El maestro Sadr Qunyawi hizo la plegaria ante los restos del más respetado preceptor y poeta sufi.
Cientos de sus discípulos llorábamos la perdida de quien predicó que el hombre perfecto mira hacia su interior, hacia su alma intelectual buscando sabiduría. Llorábamos nuestra orfandad, nuestro dolor egoista.
Tenía 12 años cuando el persa Farid al-din Attar vaticinó que haría arder a los aspirantes espirituales del mundo. Ahora todo el Islam peregrina a su tumba aquí en Konya.
Amó a la humanidad. Deseaba que ella también se amara.
¡Ven, quienquiera que seas!Infiel, religioso o pagano, poco importa.
Nuestra caravana no es de desilusión,sino de esperanza!

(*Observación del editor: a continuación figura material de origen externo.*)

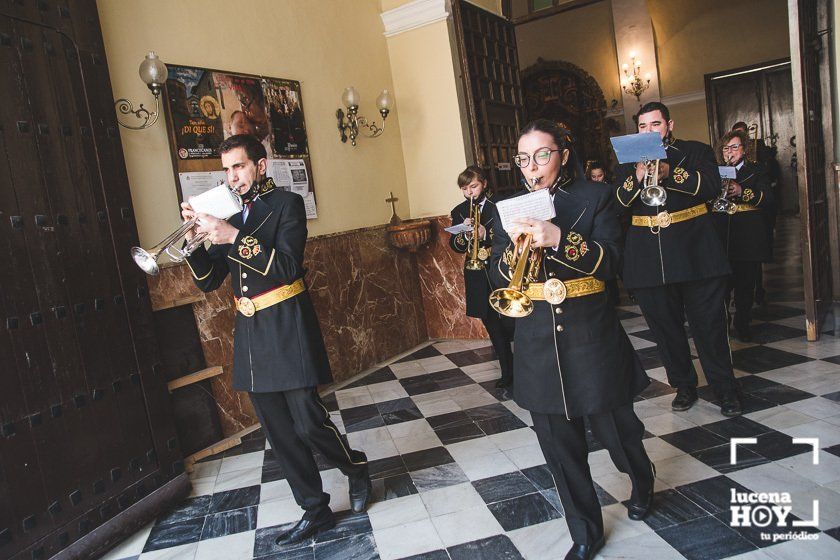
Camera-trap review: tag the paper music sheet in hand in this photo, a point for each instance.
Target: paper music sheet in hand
(536, 205)
(727, 172)
(460, 228)
(631, 148)
(218, 202)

¡Ven aunque hayas roto mil veces tus promesas!
¡A pesar de todo, ven!
Mantenía permanentemente su gran alegría interna. Libre de la pedantería del soberbio, vivió su espiritualidad como un niño, danzando, cantando.
¿Qué puedo hacer, oh musulmanes?, no me reconozco a mi mismo.
No soy cristiano, ni judío, ni mago, ni musulmán.
No soy de la mina de la Naturaleza, ni de los cielos giratorios.
No soy de este mundo, ni del próximo, ni del Paraíso, ni del Infierno.
No soy de Adán, ni de Eva, ni del Edén, ni Rizwán;
Embriagado con la copa del Amor, he visto que los dos mundos son uno;
no tengo otra cosa que hacer más que el jolgorio y la jarana.
Condenado a muerte, en virtud de haber nacido, se alegró cuando enfermó porque supo que había llegado su momento para hacerse uno con el Amado. Falleció pocos días después mientras dormía.
Recuerdo la tristeza y las palabras finales de Qunyawi durante las exequias:
“Santo, hombre imposible. Tu credo, tu lengua y tu raza fueron la humanidad. Libre, sublimada por la felicidad, por la pureza de intención, por la voluntad impecable. En ello creíste y confiaste. Quienes te amamos intentaremos imitar tu coraje para armonizar con el universo. Amigo, padre, hermano; gracias. Hasta que volvamos a vernos, hasta que volvamos a contemplar tú sonrisa al final del tiempo.”